Im Oberflächenwasser treten wegen des ständigen Kontaktes mit der Atmosphäre, der Sauerstoffproduktion des Phytoplanktons bei der Fotosynthese im Sommer und der thermischen Konvektion im Winter keine Sauerstoffprobleme auf. Anders im Tiefenwasser. Die Dichteschichtung, vor allem die haline Sprungschicht, wirkt wie eine Sperre.
Gegenüber vertikalen Austauschprozessen, so dass eine konvektive Erneuerung des Bodenwassers ausgeschlossen ist. Erfolgt kein horizontaler Wasseraustausch, dann bilden sich in den Becken der Ostsee lebensfeindliche sauerstoffarme und -freie Zonen, da der im Wasser gelöste Sauerstoff beim Abbau der abgesunkenen toten organischen Substanz aufgezehrt wird.
Folge:
Zweiteilung des Meeres in eine sauerstoffreiche obere und eine extrem sauerstoffarme untere Schicht, die durch einen scharfen O2-Übergangs-
reich von der oberen getrennt ist .
Da die Tiefenzonen der Ostsee durch die starke Dichteschichtung von dem Austausch mit dem Oberflächenwasser abgeschlossen sind, kann die Sauerstoffversorgung der tiefen Becken in der Ostsee nur über den horizontalen Wasseraustausch erfolgen. Als Mittel des Sauerstofftransportes dient das salzreichere und damit schwerere Meerwasser der Nordsee, das sich unter das salzärmere, leichtere, aufgrund des Druckgefälles im Mittel ausströmende Ostseewasser schiebt und als Tiefenstrom in die Ostsee eindringt.Die advektive Erneuerung des Bodenwassers in der Ostsee über den Einstrom von sauerstoffhaltigem Nordseewasser durch die Belte und den Öresund ist jedoch an gewisse Bedingungen geknüpft.
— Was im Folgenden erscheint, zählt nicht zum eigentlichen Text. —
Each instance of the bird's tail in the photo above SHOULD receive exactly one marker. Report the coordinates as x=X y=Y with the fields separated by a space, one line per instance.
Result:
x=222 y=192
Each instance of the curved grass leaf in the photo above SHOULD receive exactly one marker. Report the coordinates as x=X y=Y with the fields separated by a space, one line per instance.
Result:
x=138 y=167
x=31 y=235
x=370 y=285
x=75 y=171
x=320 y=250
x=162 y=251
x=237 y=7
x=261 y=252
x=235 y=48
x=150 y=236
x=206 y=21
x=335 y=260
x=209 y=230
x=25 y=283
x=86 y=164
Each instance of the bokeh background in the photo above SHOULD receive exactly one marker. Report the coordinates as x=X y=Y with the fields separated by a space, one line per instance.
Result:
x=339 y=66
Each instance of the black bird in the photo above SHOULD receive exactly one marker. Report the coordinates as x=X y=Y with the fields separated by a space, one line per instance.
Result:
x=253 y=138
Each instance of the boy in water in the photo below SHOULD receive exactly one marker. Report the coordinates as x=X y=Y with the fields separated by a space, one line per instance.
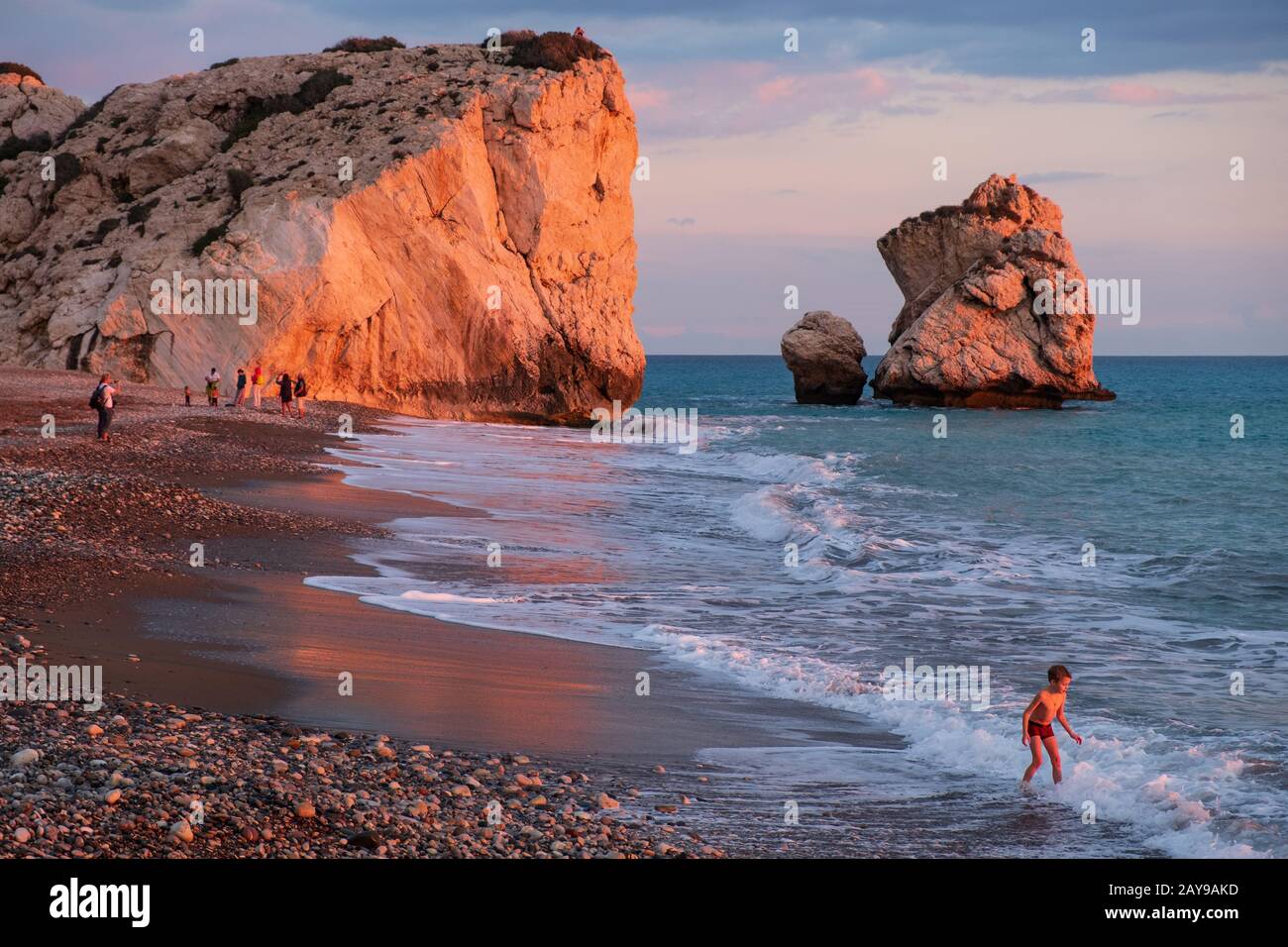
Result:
x=1047 y=705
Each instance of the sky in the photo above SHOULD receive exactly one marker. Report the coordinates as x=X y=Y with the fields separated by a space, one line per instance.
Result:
x=772 y=167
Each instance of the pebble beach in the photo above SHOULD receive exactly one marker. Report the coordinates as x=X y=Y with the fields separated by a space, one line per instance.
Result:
x=143 y=779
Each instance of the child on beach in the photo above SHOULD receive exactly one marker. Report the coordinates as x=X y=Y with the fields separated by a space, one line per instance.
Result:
x=284 y=388
x=1047 y=705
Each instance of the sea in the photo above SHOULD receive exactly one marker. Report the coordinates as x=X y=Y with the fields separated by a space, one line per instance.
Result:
x=803 y=552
Während nämlich der Ausstrom des durch die Flusswasserzufuhr ausgesüßten, also leichteren Oberflächenwassers - von bestimmten Wetterlagen abgesehen ungehindert erfolgen kann, stellt das Bodenrelief mit seinen engen und flachen Durchlässen in der Beltsee sowie den Schwellen zwischen den einzelnen Becken im Inneren der Ostsee ein erhebliches Hemmnis für das spezifisch schwerere Einstromwasser dar. Nur bei einer hinreichenden Ansammlung von Salzwasser vor den Eingangsschwellen zur Ostsee und einer bei anhaltend starken Westwinden und niedrigen Wasserständen in der westlichen Ostsee länger andauernden Einstromlage kann es daher zu einer durchgreifenden Wassererneuerung in den Ostseebecken kommen.
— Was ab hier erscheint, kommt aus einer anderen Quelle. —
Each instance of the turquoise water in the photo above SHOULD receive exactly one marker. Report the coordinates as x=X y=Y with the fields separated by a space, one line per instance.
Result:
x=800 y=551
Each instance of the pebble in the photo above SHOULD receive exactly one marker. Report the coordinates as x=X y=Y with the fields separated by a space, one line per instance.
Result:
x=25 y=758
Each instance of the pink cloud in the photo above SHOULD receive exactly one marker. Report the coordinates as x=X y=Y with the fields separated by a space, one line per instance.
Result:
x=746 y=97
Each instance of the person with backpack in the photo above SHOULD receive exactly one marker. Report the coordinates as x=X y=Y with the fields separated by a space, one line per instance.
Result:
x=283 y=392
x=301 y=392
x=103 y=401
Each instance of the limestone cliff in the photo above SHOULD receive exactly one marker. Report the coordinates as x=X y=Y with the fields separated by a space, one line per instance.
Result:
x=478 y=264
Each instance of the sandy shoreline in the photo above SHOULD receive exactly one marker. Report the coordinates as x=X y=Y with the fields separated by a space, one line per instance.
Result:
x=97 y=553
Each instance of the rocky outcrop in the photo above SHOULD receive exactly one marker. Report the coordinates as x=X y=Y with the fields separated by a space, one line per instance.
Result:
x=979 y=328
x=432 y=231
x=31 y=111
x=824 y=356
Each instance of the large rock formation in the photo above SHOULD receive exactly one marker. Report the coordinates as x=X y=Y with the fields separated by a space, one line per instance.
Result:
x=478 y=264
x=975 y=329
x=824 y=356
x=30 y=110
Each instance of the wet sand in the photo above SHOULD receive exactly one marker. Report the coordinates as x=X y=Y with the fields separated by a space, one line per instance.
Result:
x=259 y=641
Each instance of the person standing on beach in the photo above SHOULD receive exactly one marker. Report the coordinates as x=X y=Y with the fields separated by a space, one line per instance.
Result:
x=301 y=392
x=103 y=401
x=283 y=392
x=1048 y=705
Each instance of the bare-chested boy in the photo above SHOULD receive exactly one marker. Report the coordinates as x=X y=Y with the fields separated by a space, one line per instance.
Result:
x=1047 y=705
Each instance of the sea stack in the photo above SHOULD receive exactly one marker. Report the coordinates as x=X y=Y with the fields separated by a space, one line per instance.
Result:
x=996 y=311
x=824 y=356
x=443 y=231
Wassertemperaturänderungen
In den Jahren 1979 bis 1988 sind in der zentralen Ostsee im Tiefenbereich von 80 - 100 m die Sauerstoffverhältnisse etwas besser geworden. Dort konnten weite Bereiche des Meeresbodens wieder besiedelt werden, wo vorher die Tierwelt wegen Sauerstoffmangel fehlte. Die Ursache für diese Veränderung ist u.a. in der Verlagerung der Salzgehaltssprungschicht im gleichen Zeitraum um etwa 9 m in die Tiefe zu erkennen. Der Oberflächenwasserkörper, in dem keine Sauerstoffprobleme auftreten, reicht somit 9 m weiter nach unten. In den größeren Tiefen der Ostsee sind dagegen seit 1979 die Verhältnisse schlechter geworden. In vielen Tiefenzonen gibt es im Wasser über dem Meeresboden seit langem überhaupt keinen Sauerstoff mehr.